EL DESEMPLEADO
Para Joaquín Palacios Lindemann, era denigrante haber llegado a vivir en ese vecindario. Modestos edificios viejos, que en verano conservaban el frío del invierno y en la estación lluviosa no bastaban todos los tiestos para detener las goteras que caían en los pasillos y en algunas piezas. En este punto, agradecía la poca fortuna que aún le quedaba, en su habitación aún no se hacían presentes aquellas impertinentes gotas. En cambio a sus vecinos los hacían desperdigar sus enseres por toda la pieza; generalmente a la medianoche cuando en sus camas rebotaba el agua sin poder hacer nada por impedirlo. Al día siguiente cada gotera había dejado un charco de cierta consideración.
Hoy era un día importante para Joaquín, había llegado de la Argentina a este país vecino en busca de nuevos horizontes, hacía alrededor de seis meses. Como equipaje sólo había traído sus pocas ropas algo gastadas y aquel pensamiento que nunca lo abandonaba, tenía la convicción de que había llegado a este mundo con un sino perdedor. Y que a pesar de jurarse a sí mismo que lo sacaría de su pensamiento, por más que lo intentaba, era totalmente inútil, ahí estaba siempre como una espina dolorosa.
Su aspecto, o más bien el que le devolvía el espejo, era bastante aceptable. Un metro ochenta, delgado y con un rostro bastante regular. En el borde de sus ojos ya se advertían unas indiscretas arruguitas y algunas hebras plateadas en su cabello negro de treinta años y algunos meses. Sólo tenía un defecto que provocaba su timidez. Un tic que se hacía manifiesto en cuanto abría la boca; de inmediato cerraba sus ojos, como si una luz lo encegueciera y su cuello se balanceaba hacia arriba y luego a los lados, en un movimiento ondulante por espacio de medio segundo y hasta ahí llegaba su encanto. Tal inconveniente ponía una barrera infranqueable en cualquier interlocutor, más aún tratándose de un empleador exigente. Al decir de sus hermanos era por mala costumbre, según él, un defecto no corregido a temprana edad. Sus padres, ya desaparecidos, lo sobreprotegieron más que al resto de sus hermanos mayores.
Hoy iba a presentarse al llamado de una empresa importante. La misiva le había llegado por correo y para dar una buena impresión se había despertado muy temprano. Mas bien no había podido dormir de corrido en aquella noche, temiendo que apenas abriera la boca, sus ojos y cuello le jugarían otra mala pasada, incorporándolo nuevamente a ese callejón sin salida a que lo había condenado la diosa fortuna. Era como estar atrapado en un laberinto sin encontrar aquella ansiada puerta; y el tiempo, su tiempo, se aceleraba inexorable, la edad que mostraba su curriculum vitae ya le jugaba en contra.
Mientras, se afeitaba prolijamente en el viejo espejo que había conseguido con su casera, sus negativas premoniciones respecto a la entrevista, las masticaba sin poder evitarlo.
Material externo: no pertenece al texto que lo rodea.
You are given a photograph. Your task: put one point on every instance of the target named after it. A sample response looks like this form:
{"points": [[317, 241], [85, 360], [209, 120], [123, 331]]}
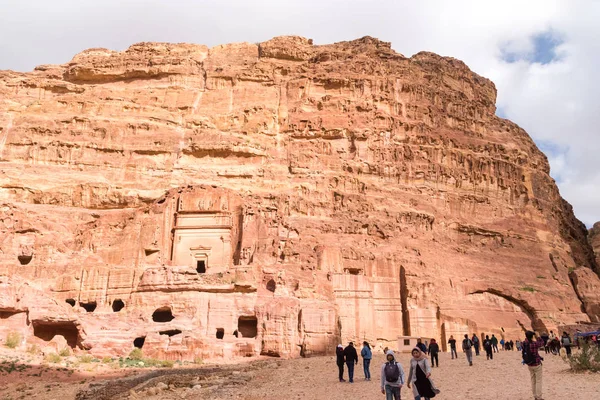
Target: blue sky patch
{"points": [[543, 51]]}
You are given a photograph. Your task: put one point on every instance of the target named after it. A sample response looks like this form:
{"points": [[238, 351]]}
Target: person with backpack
{"points": [[366, 354], [565, 341], [532, 359], [476, 344], [392, 377], [468, 349], [452, 343], [433, 351], [487, 346], [351, 360], [421, 345], [419, 376], [339, 352], [494, 343]]}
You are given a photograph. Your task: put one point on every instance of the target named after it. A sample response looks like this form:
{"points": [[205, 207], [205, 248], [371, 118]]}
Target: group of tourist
{"points": [[419, 376], [392, 372], [490, 346]]}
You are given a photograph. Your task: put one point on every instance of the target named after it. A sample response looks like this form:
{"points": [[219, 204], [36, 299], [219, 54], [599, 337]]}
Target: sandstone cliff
{"points": [[275, 199]]}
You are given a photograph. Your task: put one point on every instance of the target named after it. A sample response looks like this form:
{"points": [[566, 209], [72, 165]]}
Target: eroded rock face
{"points": [[594, 239], [275, 199]]}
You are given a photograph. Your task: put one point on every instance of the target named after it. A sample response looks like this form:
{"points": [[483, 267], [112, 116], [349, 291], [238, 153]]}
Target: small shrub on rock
{"points": [[86, 359], [65, 352], [13, 339], [33, 349], [53, 358], [136, 354]]}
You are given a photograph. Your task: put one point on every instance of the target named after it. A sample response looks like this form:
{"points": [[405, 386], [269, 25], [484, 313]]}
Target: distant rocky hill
{"points": [[275, 198]]}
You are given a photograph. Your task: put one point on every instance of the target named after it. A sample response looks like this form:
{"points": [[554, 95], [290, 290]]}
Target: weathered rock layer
{"points": [[275, 199]]}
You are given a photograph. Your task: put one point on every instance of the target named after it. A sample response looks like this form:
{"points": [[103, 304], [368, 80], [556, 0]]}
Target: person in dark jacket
{"points": [[487, 346], [351, 360], [366, 354], [566, 342], [534, 364], [421, 346], [452, 343], [433, 350], [494, 340], [339, 352], [476, 344]]}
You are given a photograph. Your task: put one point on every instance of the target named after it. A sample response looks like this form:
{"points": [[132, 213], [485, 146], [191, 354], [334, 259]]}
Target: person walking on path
{"points": [[494, 343], [392, 377], [532, 359], [421, 345], [565, 341], [351, 360], [366, 354], [339, 352], [419, 376], [468, 349], [487, 346], [452, 343], [545, 337], [476, 344], [433, 351]]}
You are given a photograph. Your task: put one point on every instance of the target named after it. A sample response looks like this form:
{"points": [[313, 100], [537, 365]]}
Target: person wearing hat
{"points": [[339, 352], [351, 360]]}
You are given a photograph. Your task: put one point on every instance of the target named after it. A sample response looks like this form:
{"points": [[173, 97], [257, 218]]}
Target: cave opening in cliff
{"points": [[24, 260], [170, 332], [5, 314], [118, 305], [89, 307], [162, 314], [139, 342], [46, 330], [201, 266], [404, 303], [248, 326]]}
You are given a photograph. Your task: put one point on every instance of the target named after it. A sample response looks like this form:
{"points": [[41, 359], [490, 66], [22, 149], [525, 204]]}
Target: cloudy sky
{"points": [[542, 55]]}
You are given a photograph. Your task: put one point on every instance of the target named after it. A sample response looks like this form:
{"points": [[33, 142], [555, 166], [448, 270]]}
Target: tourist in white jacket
{"points": [[419, 376]]}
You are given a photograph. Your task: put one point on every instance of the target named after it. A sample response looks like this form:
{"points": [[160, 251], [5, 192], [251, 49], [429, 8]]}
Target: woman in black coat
{"points": [[339, 352]]}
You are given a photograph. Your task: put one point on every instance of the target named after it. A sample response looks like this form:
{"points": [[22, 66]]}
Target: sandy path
{"points": [[504, 378]]}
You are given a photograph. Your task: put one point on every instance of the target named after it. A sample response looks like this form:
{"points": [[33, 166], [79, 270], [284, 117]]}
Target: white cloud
{"points": [[557, 103]]}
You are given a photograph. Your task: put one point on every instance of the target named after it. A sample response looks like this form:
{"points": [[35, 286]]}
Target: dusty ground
{"points": [[504, 378]]}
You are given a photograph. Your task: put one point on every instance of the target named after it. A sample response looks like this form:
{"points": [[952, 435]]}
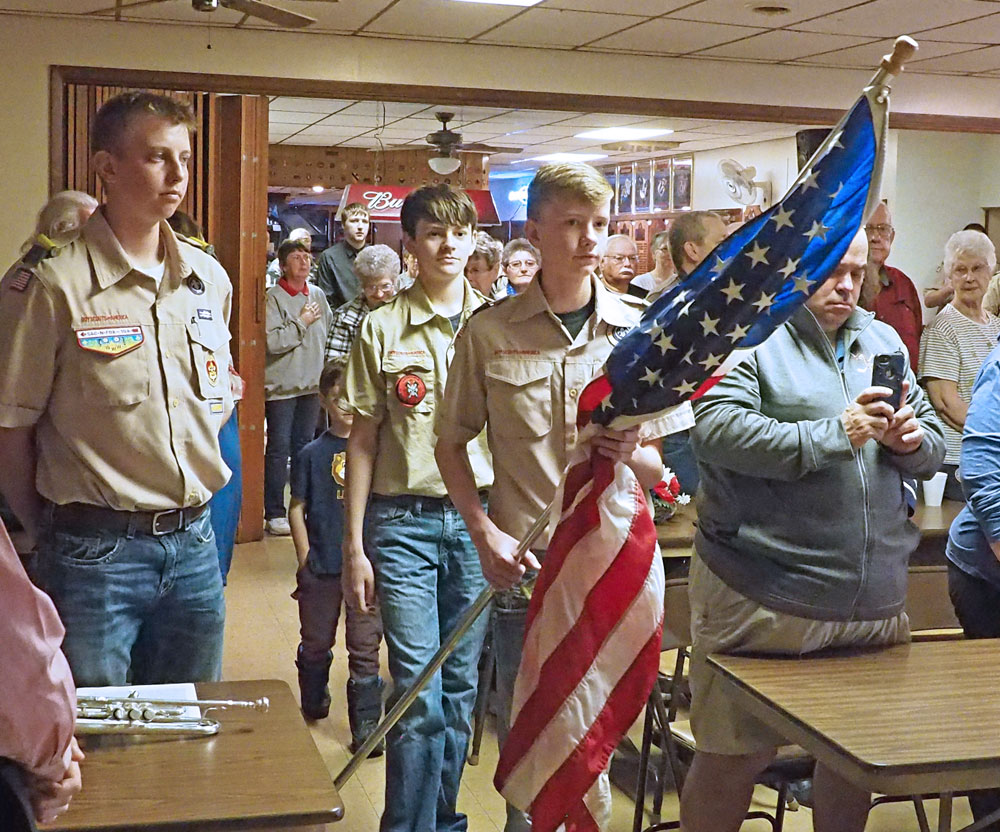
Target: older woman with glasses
{"points": [[958, 341]]}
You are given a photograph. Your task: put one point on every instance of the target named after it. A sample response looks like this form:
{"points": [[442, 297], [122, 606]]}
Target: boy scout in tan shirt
{"points": [[114, 383], [519, 369], [398, 512]]}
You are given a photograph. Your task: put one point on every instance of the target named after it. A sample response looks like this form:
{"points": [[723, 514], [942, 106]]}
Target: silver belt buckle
{"points": [[157, 531]]}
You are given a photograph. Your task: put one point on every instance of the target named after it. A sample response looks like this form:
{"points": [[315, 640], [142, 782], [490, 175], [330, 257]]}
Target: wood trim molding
{"points": [[514, 99]]}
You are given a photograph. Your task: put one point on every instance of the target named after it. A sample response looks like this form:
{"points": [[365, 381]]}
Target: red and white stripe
{"points": [[591, 649]]}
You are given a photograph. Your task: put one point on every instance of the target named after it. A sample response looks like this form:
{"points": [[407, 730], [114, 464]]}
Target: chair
{"points": [[675, 737]]}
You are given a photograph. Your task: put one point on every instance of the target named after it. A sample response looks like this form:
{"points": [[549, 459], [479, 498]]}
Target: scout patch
{"points": [[410, 390], [113, 340], [212, 369]]}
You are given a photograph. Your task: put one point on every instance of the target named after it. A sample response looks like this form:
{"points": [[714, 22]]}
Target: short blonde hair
{"points": [[573, 179], [973, 243]]}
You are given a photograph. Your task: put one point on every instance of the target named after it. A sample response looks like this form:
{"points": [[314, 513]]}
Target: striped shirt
{"points": [[953, 348]]}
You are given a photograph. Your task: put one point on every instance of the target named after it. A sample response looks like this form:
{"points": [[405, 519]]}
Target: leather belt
{"points": [[81, 516]]}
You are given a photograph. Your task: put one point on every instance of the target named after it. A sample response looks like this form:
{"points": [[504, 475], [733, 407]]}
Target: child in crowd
{"points": [[519, 370], [398, 511], [316, 516]]}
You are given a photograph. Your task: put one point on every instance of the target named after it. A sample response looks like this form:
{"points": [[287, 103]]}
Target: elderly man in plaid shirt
{"points": [[377, 268]]}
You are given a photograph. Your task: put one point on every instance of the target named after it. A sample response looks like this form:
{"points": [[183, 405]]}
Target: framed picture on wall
{"points": [[626, 182], [682, 182], [643, 197], [661, 184]]}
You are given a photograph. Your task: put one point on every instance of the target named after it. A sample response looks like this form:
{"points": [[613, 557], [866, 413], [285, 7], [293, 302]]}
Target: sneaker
{"points": [[278, 526]]}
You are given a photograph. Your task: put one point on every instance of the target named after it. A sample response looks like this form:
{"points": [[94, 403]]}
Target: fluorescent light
{"points": [[502, 2], [621, 134], [569, 157]]}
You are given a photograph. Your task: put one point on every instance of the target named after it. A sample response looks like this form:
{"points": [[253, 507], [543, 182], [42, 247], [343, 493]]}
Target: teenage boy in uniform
{"points": [[428, 570], [519, 369], [114, 383], [316, 516]]}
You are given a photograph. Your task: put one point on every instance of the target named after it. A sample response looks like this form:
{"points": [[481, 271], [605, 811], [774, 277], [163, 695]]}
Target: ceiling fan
{"points": [[252, 8]]}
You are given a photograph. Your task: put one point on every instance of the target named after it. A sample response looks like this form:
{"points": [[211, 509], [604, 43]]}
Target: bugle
{"points": [[134, 714]]}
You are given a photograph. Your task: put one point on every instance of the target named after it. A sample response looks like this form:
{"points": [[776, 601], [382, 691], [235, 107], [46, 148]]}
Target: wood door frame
{"points": [[60, 76]]}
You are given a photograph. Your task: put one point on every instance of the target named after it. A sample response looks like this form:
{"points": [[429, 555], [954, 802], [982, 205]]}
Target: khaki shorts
{"points": [[724, 621]]}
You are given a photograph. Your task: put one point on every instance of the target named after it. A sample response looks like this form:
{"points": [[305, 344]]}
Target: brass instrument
{"points": [[134, 714]]}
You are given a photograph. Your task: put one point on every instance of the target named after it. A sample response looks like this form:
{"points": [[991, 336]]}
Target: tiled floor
{"points": [[261, 636]]}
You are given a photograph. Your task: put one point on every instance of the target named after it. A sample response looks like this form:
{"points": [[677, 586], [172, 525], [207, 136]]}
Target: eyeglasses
{"points": [[881, 230]]}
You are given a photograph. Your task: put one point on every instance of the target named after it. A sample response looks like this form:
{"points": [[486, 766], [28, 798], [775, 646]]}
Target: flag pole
{"points": [[445, 650]]}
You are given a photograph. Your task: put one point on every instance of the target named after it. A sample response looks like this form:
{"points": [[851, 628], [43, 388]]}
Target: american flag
{"points": [[592, 642]]}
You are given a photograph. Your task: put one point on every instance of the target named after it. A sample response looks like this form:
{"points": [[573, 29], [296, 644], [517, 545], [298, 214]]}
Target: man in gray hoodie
{"points": [[803, 539]]}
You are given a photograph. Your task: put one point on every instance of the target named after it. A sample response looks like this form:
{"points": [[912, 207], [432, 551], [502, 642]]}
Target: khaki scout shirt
{"points": [[126, 384], [396, 375], [518, 372]]}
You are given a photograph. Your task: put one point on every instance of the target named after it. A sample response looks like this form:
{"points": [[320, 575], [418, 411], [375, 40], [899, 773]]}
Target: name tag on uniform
{"points": [[114, 340]]}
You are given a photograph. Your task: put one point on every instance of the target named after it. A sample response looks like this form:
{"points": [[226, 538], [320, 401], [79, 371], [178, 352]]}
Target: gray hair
{"points": [[488, 248], [971, 243], [375, 262]]}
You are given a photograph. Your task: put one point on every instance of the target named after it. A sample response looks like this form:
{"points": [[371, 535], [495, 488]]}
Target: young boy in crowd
{"points": [[316, 516], [519, 369], [398, 511]]}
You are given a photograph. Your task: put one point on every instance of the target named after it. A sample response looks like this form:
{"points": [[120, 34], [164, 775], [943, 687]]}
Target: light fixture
{"points": [[621, 134], [569, 157], [444, 164]]}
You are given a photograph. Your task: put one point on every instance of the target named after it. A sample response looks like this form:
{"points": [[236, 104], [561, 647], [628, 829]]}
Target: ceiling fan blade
{"points": [[272, 14]]}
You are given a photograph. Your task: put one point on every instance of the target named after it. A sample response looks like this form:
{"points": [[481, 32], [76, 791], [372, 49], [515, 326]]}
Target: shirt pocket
{"points": [[209, 357], [409, 382], [115, 380], [519, 397]]}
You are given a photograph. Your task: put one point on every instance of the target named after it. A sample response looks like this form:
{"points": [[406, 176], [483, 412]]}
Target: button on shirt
{"points": [[518, 372], [126, 382], [396, 375]]}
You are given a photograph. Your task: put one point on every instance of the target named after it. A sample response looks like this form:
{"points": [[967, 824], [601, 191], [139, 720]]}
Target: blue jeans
{"points": [[137, 608], [427, 575], [291, 425]]}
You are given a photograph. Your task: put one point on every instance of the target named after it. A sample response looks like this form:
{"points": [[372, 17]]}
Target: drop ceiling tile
{"points": [[668, 36], [984, 59], [869, 55], [889, 18], [556, 27], [432, 18], [783, 45], [742, 13]]}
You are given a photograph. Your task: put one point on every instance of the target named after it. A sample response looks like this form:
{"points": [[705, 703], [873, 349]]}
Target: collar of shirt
{"points": [[284, 284], [608, 305], [421, 311], [111, 263]]}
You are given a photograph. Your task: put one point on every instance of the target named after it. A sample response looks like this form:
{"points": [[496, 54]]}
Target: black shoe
{"points": [[314, 687]]}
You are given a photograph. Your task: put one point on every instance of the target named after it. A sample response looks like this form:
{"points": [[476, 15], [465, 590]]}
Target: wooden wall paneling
{"points": [[238, 214]]}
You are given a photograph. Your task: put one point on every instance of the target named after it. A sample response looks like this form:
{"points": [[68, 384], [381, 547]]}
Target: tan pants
{"points": [[724, 621]]}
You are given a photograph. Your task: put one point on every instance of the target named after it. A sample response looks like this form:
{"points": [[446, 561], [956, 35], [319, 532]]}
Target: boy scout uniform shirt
{"points": [[517, 371], [126, 383], [396, 376]]}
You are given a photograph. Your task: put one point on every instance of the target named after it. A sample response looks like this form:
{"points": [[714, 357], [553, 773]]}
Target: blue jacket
{"points": [[790, 514]]}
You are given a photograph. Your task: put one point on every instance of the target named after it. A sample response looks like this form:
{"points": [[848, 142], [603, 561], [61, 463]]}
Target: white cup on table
{"points": [[934, 489]]}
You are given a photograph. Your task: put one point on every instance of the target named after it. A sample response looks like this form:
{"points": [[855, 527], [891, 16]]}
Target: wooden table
{"points": [[259, 770], [912, 719]]}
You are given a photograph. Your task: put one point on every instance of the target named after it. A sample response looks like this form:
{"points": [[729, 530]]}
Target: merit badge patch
{"points": [[410, 390], [113, 340], [212, 369]]}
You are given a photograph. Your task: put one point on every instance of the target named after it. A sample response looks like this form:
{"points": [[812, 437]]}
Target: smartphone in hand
{"points": [[889, 370]]}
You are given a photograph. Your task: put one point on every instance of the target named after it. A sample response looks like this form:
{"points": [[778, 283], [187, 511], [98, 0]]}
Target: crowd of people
{"points": [[424, 416]]}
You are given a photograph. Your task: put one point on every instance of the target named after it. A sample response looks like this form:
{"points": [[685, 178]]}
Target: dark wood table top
{"points": [[910, 719], [259, 770]]}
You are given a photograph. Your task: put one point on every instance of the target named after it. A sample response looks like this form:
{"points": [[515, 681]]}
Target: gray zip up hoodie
{"points": [[789, 513]]}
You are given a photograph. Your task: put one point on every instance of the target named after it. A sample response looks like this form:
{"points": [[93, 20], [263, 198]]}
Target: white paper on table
{"points": [[176, 692]]}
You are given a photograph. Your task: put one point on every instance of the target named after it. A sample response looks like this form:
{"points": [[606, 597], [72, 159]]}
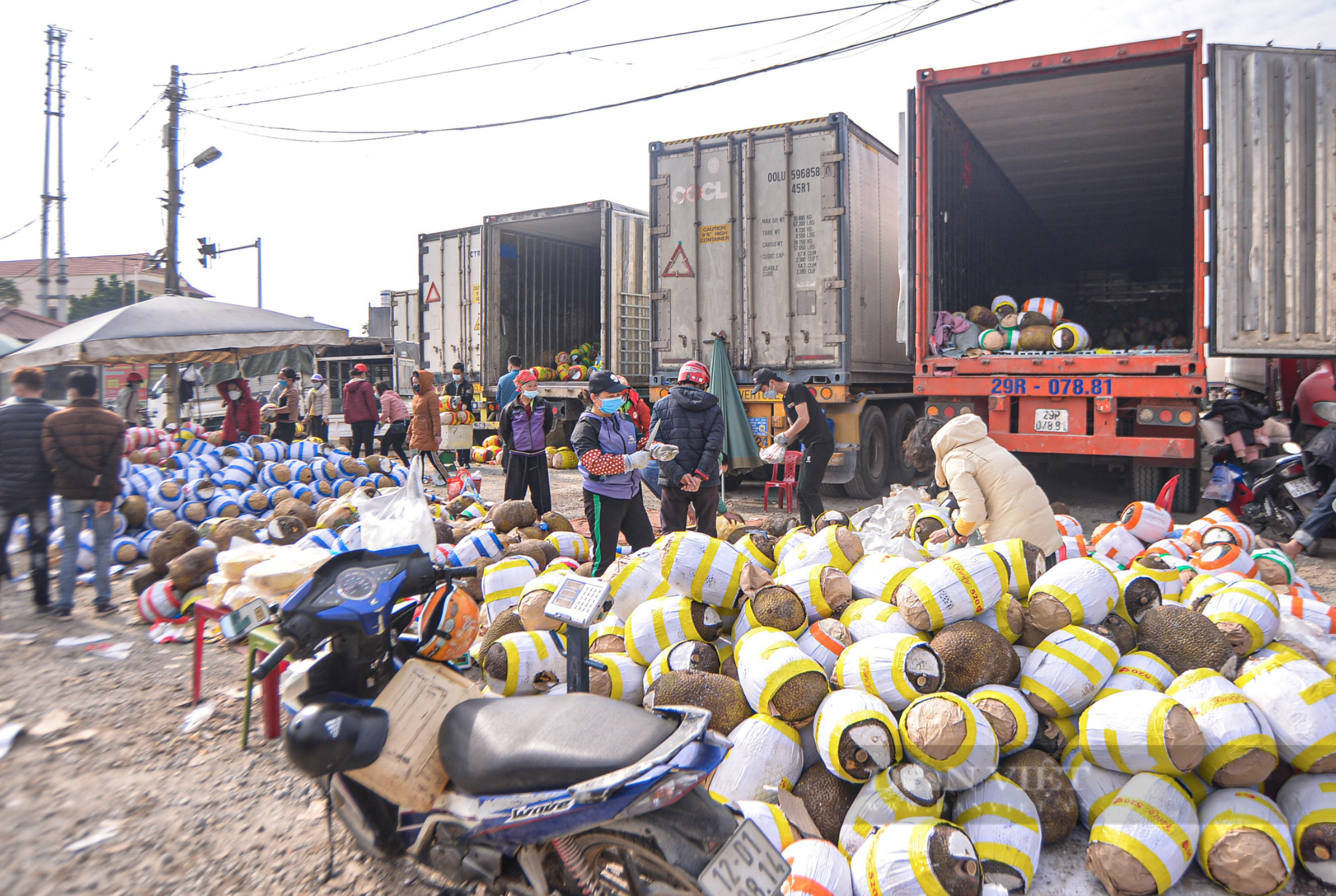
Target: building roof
{"points": [[98, 266], [26, 325]]}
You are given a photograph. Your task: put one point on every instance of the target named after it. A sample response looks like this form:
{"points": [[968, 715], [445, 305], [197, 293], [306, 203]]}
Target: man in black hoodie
{"points": [[691, 419]]}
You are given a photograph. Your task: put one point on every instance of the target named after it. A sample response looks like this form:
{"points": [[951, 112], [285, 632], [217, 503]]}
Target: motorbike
{"points": [[596, 797]]}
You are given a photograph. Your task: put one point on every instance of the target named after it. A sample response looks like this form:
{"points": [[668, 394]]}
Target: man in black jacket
{"points": [[689, 419], [26, 477]]}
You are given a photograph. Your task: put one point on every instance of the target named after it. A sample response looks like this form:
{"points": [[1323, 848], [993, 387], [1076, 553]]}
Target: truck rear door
{"points": [[1273, 200]]}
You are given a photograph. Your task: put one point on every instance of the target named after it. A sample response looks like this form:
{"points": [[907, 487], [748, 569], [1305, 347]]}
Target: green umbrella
{"points": [[739, 443]]}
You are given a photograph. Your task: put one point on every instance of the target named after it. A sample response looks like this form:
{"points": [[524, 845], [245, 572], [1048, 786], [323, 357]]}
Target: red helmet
{"points": [[694, 372]]}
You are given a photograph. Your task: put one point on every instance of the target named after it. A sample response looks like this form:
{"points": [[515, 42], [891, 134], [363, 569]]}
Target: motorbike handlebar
{"points": [[274, 659]]}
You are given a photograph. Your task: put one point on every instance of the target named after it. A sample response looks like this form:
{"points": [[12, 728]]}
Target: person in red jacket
{"points": [[242, 417], [361, 410]]}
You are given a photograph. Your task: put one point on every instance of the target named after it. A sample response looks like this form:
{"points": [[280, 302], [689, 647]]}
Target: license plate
{"points": [[1051, 419], [1300, 487], [746, 866]]}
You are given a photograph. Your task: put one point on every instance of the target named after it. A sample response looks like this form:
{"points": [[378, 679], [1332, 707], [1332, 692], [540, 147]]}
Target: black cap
{"points": [[763, 378], [602, 381]]}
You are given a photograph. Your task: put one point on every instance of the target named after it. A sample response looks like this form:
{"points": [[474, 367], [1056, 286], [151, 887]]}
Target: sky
{"points": [[340, 219]]}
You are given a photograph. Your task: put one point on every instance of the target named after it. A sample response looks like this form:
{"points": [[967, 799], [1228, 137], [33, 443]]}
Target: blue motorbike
{"points": [[563, 792]]}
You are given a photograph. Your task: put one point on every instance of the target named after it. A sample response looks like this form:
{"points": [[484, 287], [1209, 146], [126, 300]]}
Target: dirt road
{"points": [[191, 814]]}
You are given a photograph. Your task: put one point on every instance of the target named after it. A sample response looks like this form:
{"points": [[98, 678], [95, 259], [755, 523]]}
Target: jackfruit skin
{"points": [[827, 799], [1046, 784], [720, 695], [973, 656], [1187, 640]]}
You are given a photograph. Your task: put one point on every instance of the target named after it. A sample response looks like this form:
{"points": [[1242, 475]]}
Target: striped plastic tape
{"points": [[889, 667], [1003, 826], [1096, 787], [1299, 699], [841, 711], [766, 752], [1155, 823], [1068, 670]]}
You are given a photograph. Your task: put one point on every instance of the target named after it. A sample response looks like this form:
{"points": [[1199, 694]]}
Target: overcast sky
{"points": [[340, 220]]}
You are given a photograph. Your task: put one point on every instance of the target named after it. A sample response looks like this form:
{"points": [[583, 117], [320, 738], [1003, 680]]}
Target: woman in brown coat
{"points": [[425, 422]]}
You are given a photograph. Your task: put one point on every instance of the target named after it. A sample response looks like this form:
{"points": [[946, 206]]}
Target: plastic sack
{"points": [[400, 518]]}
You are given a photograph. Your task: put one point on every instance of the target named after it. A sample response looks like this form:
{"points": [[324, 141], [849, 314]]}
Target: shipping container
{"points": [[781, 244], [1084, 176]]}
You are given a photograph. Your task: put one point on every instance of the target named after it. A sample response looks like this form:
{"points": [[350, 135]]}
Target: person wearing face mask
{"points": [[241, 417], [611, 460], [460, 388], [524, 427]]}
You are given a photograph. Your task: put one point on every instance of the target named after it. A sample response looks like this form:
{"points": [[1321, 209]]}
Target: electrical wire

El marco del viejo espejo se veía desconchado y la luna quebrada en tres partes, de modo que en ese momento eran tres rostros los que proyectaba el espejo, e incluso mirando con más detenimiento, cada imagen era diferente una de otra, al tener diferentes ángulos de visión. De pronto se le ocurrió que si toda su vida había sido un perfecto cúmulo de situaciones negativas - a las que seguirían sumándose otras futuras- entonces bien podría enviar a la entrevista a otro sujeto que tuviera su porte, su rostro y no su defecto. Tan convencido quedó de esta alternativa que terminó su prolija afeitada, se vistió cuidando todos los detalles, una discreta corbata haciendo juego con la camisa y el terno, zapatos bien lustrados y la raya del pantalón como recién imprentada; el mérito se lo debía al colchón bajo el cual colocaba todo aquello que debía plancharse. Enseguida se concentró mirando los tres rostros proyectados en el espejo y dio la orden a aquel trozo en el cual le pareció que su imagen se proyectaba mejor.
Mucho rato estuvo observándose y ya empezaba a pensar que estaba loco al pretender tal cosa. Mas, de pronto vio que la imagen elegida cobraba vida propia, repasaba su peinado por última vez y luego se alejaba hacia la puerta de calle y desaparecía por ella cerrándola tras de sí.
Tres horas después se pudo ver por el espejo la llegada del hombre, con la cara sonriente. En su mano traía el diario del día y un cartapacio que contenía parte de sus nuevas obligaciones.